2 | SELECT 5.0 / 2; | 2.5 | SQLITE_FLOAT | Yes
3 | SELECT 5 / 2.0; | 2.5 | SQLITE_FLOAT | Yes
4 | SELECT 5.0 / 2.0; | 2.5 | SQLITE_FLOAT | Yes
The query in question is Query 1. Is the returned integer result correct or
should it not better return the 2.5 float value instead?
I understand that this probably boils down to integer arithmetics, but the
decimals dropping can cause severe rounding errors if SQLite stores an integer
number without further warning like in:
CREATE TABLE t (a REAL, b REAL);
INSERT INTO t VALUES (5, 2);
Then the query
SELECT a / b FROM t;
returns wrong results, even though both colums are declared as REAL.
In my opinion, any division which can not be represented as an integer should
return a float value.
What do you think?
Regards,
Ralf
Ralf,
The following is from section 6.26 <numeric value expression> of the
SQL:1999 standard.
1) If the declared type of both operands of a dyadic arithmetic operator
is exact numeric, then the
declared type of the result is exact numeric, with precision and scale
determined as follows:
a) Let S1 and S2 be the scale of the first and second operands respectively.

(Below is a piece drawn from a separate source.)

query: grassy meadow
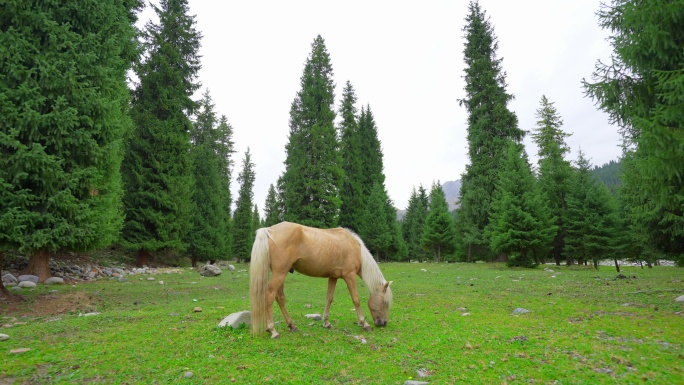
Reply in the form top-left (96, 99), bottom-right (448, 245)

b) The precision of the result of addition and subtraction is
implementation-defined, and the
scale is the maximum of S1 and S2.
c) The precision of the result of multiplication is
implementation-defined, and the scale is S1+
S2.
d) The precision and scale of the result of division is
implementation-defined.
2) If the declared type of either operand of a dyadic arithmetic
operator is approximate numeric,
then the declared type of the result is approximate numeric. The
precision of the result is
implementation-defined.
As you can see, the result of exact (integer) division is also exact
(integer) with implementation defined precision and scale. The result
of an expression containing approximate (floating point) values is
approximate (floating point). So SQLite is conforming to the SQL standard.
The problem is that in SQLite, individual rows can store a column value
using a data type that is different than the column was declared to
hold. Expressions using these values will then be done using different
math (i.e. integer vs float) for some rows.
This exposes a difference between SQLite and other database engines with
strict data typing. I suspect that your example will behave differently
on mySQL, Oracle, et. al. than it does on SQLite. With strict typing
these engines will always store the values using the declared type and
always use the type of math associated with the declared types.
Effectively 5 and 2 are converted to 5.0 and 2.0 when they are stored
into the row. So the same operation is performed for all rows. This
isn't true for SQLite.
This can be fixed by checking the column affinity for a value when it is
stored. If an integer value is being stored in a column with numeric
affinity, then store the value as a REAL value rather than as an INTEGER
value. This will perform the same conversion that the other engines do,
and hence produce the same result when the division operation is
performed later.
Note, this change will have the side effect of making database files
slightly larger, and may slow down operations with untyped columns
because they default to numeric affinity. All integer values stored in
these columns will be converted to REAL values and all math will be done
with floating point (which may require library calls for some embedded
applications without an FPU). However all this can be avoided by simply
declaring these column to be integer typed. This will set the affinity
correctly, so no conversions are done. It probably makes sense to
declare the type of columns explicitly for increased performance (much
like the integer primary key declaration) as long as the untyped version
still produces the correct results.
Dennis Cote